We’re learning to master the new hiring mindset at our state-of-the-art delivery centers throughout the country. Because these studios practice cutting-edge software design – where the art and science of software design and development epitomize cross-disciplinary collaboration at its finest – they provide valuable insights into successful strategies for finding and hiring top digital talent.
Here are a few lessons we’ve learned along the way.
#1. Digital talent hangs out in different places
To stay on top of the best job opportunities, top digital talent flocks to events that provide community and learning. Events like hackathons have eclipsed the traditional pipeline of recruitment and staffing agencies. These gatherings serve as an information swap: Individuals learn what your organization has to offer, and your company connects with prospective hires for hard-to-fill positions.
At our Digital Studios in Texas, we host regular evening and Saturday meetups on technical topics such as cloud-native technologies, Agile transformation and UI/UX. These sessions provide us with access to in-demand professionals such as full-stack engineers, solutions architects, and engineering and product managers while also sharpening our insights into topics that are at the forefront of every client conversation.
These gatherings also help our studios embrace a broader universe of talent. In addition to attracting diverse candidates who are typically under-represented in traditional recruiting processes, these events help us forge close ties with local community colleges. Graduates from these schools – who are skilled individuals outside the traditional four-year college degree trajectory – are a key hiring group. Talent is as much about attitude as aptitude, and amid the current skills shortage, community colleges have emerged as a key market to tap for smart, ambitious candidates.
#2. Keep the learning going
Digital professionals typically take every opportunity they can to learn. Every Wednesday in our Irving, Texas, studio, 80 to 90 employees attend our one-hour lunch-and-learns. The sessions are open to all, and topics range from new technology solutions to business cases. When we launched these get-togethers, we expected them to be top-down driven. Instead, staffers themselves have run with the idea and regularly suggest topics that interest them. Based on the popularity of these sessions, we’ve expanded the content beyond technology, and a session on financial planning is now in the works. The gatherings are an important retention tool for a generation that desires continuous learning.

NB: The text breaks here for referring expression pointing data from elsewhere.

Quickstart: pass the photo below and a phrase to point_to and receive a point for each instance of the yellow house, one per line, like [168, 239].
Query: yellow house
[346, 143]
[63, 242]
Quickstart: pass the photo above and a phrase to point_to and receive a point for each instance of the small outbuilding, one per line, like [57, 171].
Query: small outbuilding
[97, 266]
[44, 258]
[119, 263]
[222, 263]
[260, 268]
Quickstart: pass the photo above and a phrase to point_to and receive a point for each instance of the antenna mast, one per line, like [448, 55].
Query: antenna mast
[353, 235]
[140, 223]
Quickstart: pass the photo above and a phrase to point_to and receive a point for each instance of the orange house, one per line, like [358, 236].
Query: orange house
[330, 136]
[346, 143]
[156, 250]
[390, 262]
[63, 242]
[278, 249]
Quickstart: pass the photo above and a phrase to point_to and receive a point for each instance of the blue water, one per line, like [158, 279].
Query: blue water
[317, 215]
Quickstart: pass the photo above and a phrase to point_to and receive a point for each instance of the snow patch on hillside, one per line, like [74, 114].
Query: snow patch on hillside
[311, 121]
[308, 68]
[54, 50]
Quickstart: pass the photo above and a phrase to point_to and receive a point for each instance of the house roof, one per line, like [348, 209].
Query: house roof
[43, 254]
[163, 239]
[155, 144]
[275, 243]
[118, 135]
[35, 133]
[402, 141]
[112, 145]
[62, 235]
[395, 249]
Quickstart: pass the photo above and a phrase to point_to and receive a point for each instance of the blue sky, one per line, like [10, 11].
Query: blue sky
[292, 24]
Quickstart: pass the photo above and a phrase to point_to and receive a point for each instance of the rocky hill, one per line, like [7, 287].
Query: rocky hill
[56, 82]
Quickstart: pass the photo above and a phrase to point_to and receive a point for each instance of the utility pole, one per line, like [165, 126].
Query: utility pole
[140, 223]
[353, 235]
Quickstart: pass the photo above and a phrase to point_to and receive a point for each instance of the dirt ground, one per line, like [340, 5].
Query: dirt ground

#3. Emphasize community and commitment
To motivate digital talent – and young people in general – businesses need to embrace a new set of norms focused on meaningful work and purpose beyond profits. During interviews, digital candidates often turn the tables and start asking us more questions than we pose to them. In nearly every interview, we field probing questions from prospective hires about the nature of the work they’ll be doing and our efforts in the area of corporate social responsibility. This has spurred us to expand our corporate responsibility programs over the past three years. In August 2019, we joined nearly 200 companies in signing the Business Roundtable’s statement of purpose. We’ve also stepped up our efforts to make it easier for employees to contribute to causes that matter to them. Through our corporate intranets and affinity groups, we promote events such as food drives and volunteer opportunities. When Hurricane Harvey struck in 2017, several folks from our Dallas office piled into a car and drove 240 miles to Houston to lend a hand.
#4. Adopt a community-based capability model
The message from employees is loud and clear: They want to develop their craft by working closely with others with similar interests. As a result, we’re transitioning our studios’ organizational structure away from a hierarchical, project-based model to a community-based capability model. Instead of working within a specific service line such as testing or infrastructure services, our studios align talent around functions, such as engineering management or Java development. Now, employees can directly identify as part of a community and contribute to it. The reorganization creates affinity groups for professionals.
Evolving into a software company requires changing in fundamental ways, and the adoption of a new hiring mindset is among the most important. Our future, like yours, rests on it.